Now the plan for Kanas is to coax the herders out of the national park altogether, something that’s being accomplished by nurturing grasslands – via an irrigation project – near the winter camps. That way the herders wouldn’t have a reason to migrate to Kanas any longer, and already the number of pastoralists in Kanas has been decreasing by 3-5 percent annually. “Then we move into the areas they vacate,” Chen explained, “and reconstruct the grasslands and forests – every year, we treat 8,000-10,000 square meters of grasslands and plant up to 50,000 trees.”
As a result of ecological management, including more aggressive patrolling for poaching, some key species are starting to make a comeback. Swans have now returned to Kanas Lake and other rare animals have also expanded their range – these include brown bears, snow leopards, snow owls, red deer, and pheasants. “However,” Chen pointed out, “key species are still decreasing overall. So we have some way to go before we actually manage to reverse the decline in species’ populations.”
The idea is that in the end only native Tuwa inhabitants would be left in the park, and they’ll give up herding for tourism. They are permitted to build extensions to their homes to take in lodgers, to open rustic restaurants and shops, and to take tourists horse-riding. Almost half of the Tuwa are already making money from tourism – whether employed by the park’s administration or servicing tourists – and the old now receive a pension from the government.
“We want the exteriors of all buildings here to remain rustic,” told me Zhang Yongshu, the official in Hemu, “and the interiors can be comfortable and modern hotel rooms. The key is to retain the traditional ambience here.”
I went to Hemu after I had explored the area around Kanas Lake, and I liked it best. It’s less commercial than the area around Kanas Lake, which receives more than half a million tourists annually (most visitors come with tour groups that don’t venture off the road, and hence even at Kanas Lake the landscapes are lonesome).
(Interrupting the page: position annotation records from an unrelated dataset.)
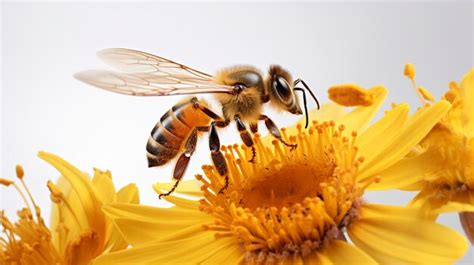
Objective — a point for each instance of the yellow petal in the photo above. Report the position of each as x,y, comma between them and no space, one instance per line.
183,202
68,219
467,94
397,235
82,250
429,201
412,133
191,250
361,116
115,241
316,258
84,190
128,194
102,183
407,172
138,223
340,252
188,187
350,95
382,133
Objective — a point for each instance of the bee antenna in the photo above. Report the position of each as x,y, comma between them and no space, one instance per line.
304,104
307,88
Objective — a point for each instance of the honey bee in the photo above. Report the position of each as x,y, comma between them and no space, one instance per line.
241,90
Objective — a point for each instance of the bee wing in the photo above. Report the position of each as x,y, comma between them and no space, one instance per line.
133,61
150,84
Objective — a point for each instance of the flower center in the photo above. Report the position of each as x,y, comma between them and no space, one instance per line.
291,184
288,202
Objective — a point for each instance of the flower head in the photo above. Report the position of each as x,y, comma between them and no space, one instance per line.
297,206
446,183
79,230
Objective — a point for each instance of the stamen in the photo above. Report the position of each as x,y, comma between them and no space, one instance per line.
57,195
350,95
409,72
22,196
287,202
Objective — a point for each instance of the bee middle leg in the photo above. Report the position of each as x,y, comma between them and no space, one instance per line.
273,129
190,147
245,136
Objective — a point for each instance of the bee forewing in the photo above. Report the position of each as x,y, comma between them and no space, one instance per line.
133,61
147,84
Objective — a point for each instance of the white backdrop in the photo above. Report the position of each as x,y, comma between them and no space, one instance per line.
44,44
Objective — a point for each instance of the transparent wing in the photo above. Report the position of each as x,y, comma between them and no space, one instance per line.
148,84
132,61
146,74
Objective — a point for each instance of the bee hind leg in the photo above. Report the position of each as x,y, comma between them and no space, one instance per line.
273,129
245,136
217,157
184,158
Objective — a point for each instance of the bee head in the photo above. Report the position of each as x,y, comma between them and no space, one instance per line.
282,93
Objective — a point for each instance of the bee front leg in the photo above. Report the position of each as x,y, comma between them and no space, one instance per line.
245,136
273,129
183,160
217,157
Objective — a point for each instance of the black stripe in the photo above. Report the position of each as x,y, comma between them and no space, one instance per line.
165,138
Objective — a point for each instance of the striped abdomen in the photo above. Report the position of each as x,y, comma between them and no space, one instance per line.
170,133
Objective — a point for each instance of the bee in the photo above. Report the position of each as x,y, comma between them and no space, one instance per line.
241,91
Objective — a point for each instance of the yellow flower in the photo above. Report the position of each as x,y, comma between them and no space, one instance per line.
297,206
446,181
79,229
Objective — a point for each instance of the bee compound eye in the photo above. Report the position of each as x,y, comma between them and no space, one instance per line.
282,88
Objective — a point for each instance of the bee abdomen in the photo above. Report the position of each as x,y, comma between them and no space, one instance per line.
158,154
169,134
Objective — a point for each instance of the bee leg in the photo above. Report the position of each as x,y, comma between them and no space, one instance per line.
207,111
216,154
245,136
183,160
273,129
254,127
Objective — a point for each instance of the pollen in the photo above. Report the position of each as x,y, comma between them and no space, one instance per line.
28,241
409,71
285,203
350,95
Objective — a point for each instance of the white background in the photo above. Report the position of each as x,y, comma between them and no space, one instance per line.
44,44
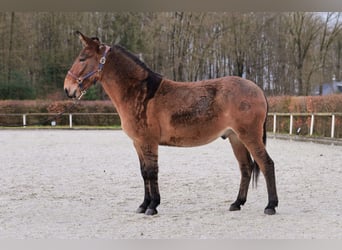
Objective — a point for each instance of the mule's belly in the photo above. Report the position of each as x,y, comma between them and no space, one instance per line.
190,137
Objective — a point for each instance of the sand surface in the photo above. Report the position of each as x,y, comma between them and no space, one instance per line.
73,184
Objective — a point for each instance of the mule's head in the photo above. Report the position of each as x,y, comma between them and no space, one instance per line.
86,68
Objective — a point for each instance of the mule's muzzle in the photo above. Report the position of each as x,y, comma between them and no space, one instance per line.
70,94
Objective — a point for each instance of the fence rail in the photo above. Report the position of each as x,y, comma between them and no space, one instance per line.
310,121
70,123
298,123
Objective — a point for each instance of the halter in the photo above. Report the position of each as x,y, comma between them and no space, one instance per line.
80,79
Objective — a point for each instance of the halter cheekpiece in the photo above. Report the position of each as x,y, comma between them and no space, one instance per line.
80,79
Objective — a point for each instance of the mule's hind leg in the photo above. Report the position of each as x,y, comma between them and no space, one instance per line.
148,157
246,165
266,164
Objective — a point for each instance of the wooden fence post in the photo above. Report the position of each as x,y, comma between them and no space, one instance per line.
312,124
332,125
70,120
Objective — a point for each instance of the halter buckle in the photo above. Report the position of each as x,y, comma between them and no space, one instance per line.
103,60
83,92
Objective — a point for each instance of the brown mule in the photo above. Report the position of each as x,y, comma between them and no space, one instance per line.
158,111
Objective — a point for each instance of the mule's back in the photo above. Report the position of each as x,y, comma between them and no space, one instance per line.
197,113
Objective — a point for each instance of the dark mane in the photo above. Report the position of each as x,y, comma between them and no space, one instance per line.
135,59
153,79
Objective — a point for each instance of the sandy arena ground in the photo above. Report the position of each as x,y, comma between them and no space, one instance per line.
73,184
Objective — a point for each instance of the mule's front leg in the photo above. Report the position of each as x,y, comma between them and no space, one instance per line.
148,157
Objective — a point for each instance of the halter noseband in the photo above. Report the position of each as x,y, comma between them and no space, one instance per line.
80,79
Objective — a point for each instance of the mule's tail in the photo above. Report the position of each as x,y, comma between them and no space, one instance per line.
256,169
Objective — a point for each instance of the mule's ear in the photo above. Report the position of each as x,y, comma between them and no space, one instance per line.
86,41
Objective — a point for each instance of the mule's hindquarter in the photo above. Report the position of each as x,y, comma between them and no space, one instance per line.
193,114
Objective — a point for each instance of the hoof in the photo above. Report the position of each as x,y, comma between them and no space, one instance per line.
269,211
234,207
151,211
141,210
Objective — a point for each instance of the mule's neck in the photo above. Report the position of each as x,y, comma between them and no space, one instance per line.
127,80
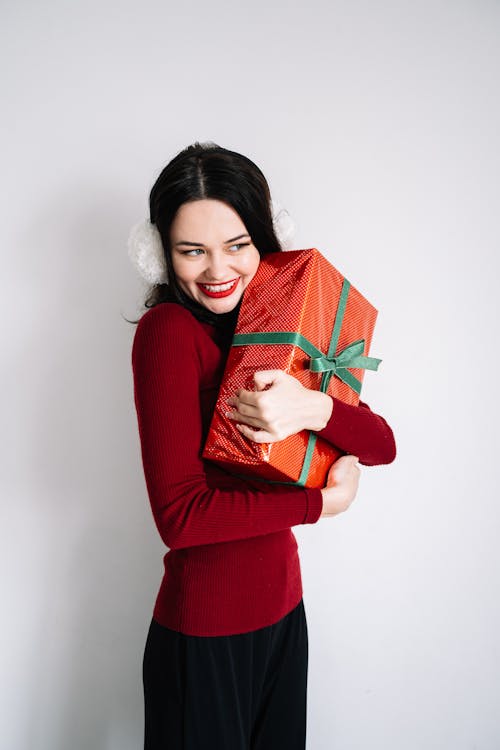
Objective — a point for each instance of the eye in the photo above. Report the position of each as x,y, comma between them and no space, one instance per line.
242,244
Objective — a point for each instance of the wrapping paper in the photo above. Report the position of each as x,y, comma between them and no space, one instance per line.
301,315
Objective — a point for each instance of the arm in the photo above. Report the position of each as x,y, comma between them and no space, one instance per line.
359,431
166,367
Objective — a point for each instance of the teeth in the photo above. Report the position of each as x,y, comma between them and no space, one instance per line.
219,287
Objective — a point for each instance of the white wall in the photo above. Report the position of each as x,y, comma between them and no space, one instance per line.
377,127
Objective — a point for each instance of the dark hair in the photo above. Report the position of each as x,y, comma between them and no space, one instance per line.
206,170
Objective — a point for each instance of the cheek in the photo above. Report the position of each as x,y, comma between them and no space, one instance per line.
250,264
182,270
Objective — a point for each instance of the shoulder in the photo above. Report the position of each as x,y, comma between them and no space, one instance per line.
166,325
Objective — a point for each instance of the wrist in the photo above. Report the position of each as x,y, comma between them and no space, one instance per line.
321,410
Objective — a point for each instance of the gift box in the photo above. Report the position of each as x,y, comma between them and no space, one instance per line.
301,315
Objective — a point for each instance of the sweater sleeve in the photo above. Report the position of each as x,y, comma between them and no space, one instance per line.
188,510
359,431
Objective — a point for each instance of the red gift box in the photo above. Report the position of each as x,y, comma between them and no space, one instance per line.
301,315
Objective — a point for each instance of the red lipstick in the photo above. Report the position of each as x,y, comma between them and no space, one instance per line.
225,293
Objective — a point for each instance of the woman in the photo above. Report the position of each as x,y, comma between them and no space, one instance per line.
225,662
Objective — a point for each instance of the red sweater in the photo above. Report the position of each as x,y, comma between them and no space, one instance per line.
233,563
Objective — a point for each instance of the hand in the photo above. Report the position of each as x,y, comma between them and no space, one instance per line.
267,415
341,485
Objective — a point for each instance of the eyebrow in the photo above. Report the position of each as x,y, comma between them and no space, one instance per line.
200,244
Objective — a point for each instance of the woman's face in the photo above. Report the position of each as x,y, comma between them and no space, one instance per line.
213,256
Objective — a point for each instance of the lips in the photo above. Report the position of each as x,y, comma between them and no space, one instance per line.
219,290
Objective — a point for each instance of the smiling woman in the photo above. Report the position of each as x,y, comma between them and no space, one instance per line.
215,273
226,656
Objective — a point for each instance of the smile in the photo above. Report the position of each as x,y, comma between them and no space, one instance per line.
219,290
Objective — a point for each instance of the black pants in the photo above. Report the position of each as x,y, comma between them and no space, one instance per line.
232,692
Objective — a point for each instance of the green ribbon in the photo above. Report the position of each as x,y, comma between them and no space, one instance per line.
329,364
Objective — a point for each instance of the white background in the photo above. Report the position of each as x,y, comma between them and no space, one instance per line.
377,126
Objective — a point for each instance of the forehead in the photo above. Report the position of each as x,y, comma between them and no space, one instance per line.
210,216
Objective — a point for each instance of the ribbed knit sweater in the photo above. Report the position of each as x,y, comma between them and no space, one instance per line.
232,564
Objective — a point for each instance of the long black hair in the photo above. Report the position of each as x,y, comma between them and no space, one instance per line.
206,170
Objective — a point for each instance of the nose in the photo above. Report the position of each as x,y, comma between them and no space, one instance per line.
218,269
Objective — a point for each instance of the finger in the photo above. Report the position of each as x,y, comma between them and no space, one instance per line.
238,416
260,436
263,378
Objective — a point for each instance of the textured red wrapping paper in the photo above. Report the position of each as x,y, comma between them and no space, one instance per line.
298,292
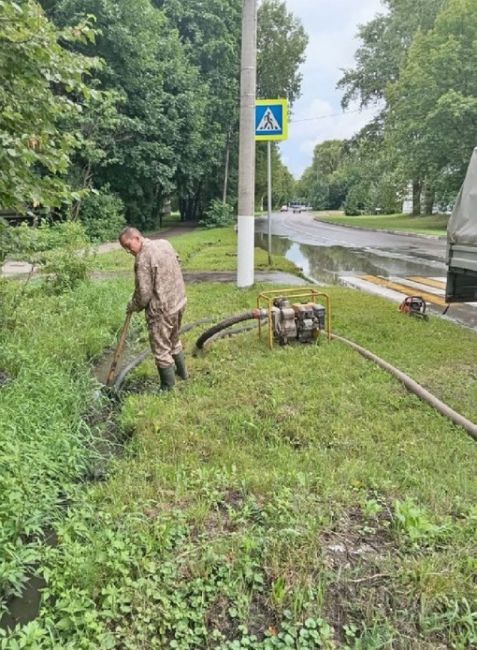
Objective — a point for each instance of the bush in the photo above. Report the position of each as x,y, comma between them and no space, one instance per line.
102,215
356,201
218,215
61,251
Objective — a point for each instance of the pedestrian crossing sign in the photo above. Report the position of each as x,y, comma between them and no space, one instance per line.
271,119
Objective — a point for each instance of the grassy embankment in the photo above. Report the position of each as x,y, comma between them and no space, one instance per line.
299,498
431,225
Yet Hemu feels more remote and self-contained, like a place suspended in time. Even the arrival of outside developers who built 57 guesthouses hasn’t really impinged on its quaintness.
I had planned to stay in Hemu for two nights and ended up staying for six nights. I didn’t do much aside from rambling around the village and some day-hikes in the surrounding mountains, but that was the whole point, to slow down to the somnolent pace of the village and enjoy the Siberian light, which I found revitalising. And I had good company in my hosts – their chuckling and sniggering, smoking and eating was infectious – always ready to chat or drink. On my last day they invited me to stay an extra night to see a Mongolian dance show they were putting up that evening for a group of tourists staying overnight. I didn’t tell them that it was just the kind of thing I wanted to avoid, and it hastened my departure.
Yang was tetchy that day. It would be the first show they would put up, and he worried that the tourists might not like it and the tour agency wouldn’t send another group. I suggested he give them milk whiskey and nothing would go wrong. He said, “You might think we have an easy life, but in here” – he tapped his head with his index finger – “I’m always thinking about how to serve guests well.”